In July 2021, the Commission opened an in-depth investigation into Illumina's acquisition of GRAIL.
In September 2022, the Commission blocked the transaction over concerns that it would have significant anticompetitive effects, stifling innovation and reducing choice in the emerging market for blood-based early cancer detection tests.
In August 2021, however, while the Commission's review was still ongoing, Illumina publicly announced that it had completed its acquisition of GRAIL.
On this date, the parties executed all documents needed to complete the transaction.
Moreover, GRAIL merged with two wholly-owned subsidiaries of Illumina. The latter also paid GRAIL's shareholders for their shares.
In July 2022, the Commission sent Illumina and GRAIL a Statement of Objections finding on a preliminary basis that they breached the EU Merger Regulation by implementing their tie-up prior to the conclusion of the Commission's in-depth investigation.
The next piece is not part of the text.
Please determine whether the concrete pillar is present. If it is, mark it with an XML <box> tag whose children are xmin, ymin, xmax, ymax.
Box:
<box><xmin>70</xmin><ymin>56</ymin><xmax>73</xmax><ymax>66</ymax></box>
The Commission found that by closing the transaction Illumina was able to exercise a decisive influence over GRAIL and it actually exercised it.
Illumina and GRAIL knowingly and intentionally breached the standstill obligation during the Commission's in-depth investigation.
This is an unprecedented and very serious infringement undermining the effective functioning of the EU merger control system.
In particular, the Commission found that:
• Illumina strategically weighed up the risk of a gun-jumping fine against the risk of having to pay a high break-up fee if it failed to takeover GRAIL.
It also considered the potential profits it could obtain by jumping the gun, even if it were ultimately forced to divest GRAIL. It then intentionally decided to proceed and to close the deal while the Commission was still investigating the transaction that was ultimately prohibited.
This is a very serious infringement, which requires the imposition of a proportionate fine, with the aim of deterring such conduct.
In setting such a fine, the Commission considered Illumina's deliberate strategy, and took due account of the hold separate measures adopted by the company as a mitigating circumstance.
The Commission is however subject to a statutory limit of 10% of Illumina's turnover, i.e. approximately €432 million, and thus ultimately imposed this amount as a fine.
• GRAIL was fully aware of the standstill obligation and yet played an active role in the infringement.
For example, GRAIL took legal steps to enable the completion of the transaction, while it knew the Commission's in-depth review was ongoing.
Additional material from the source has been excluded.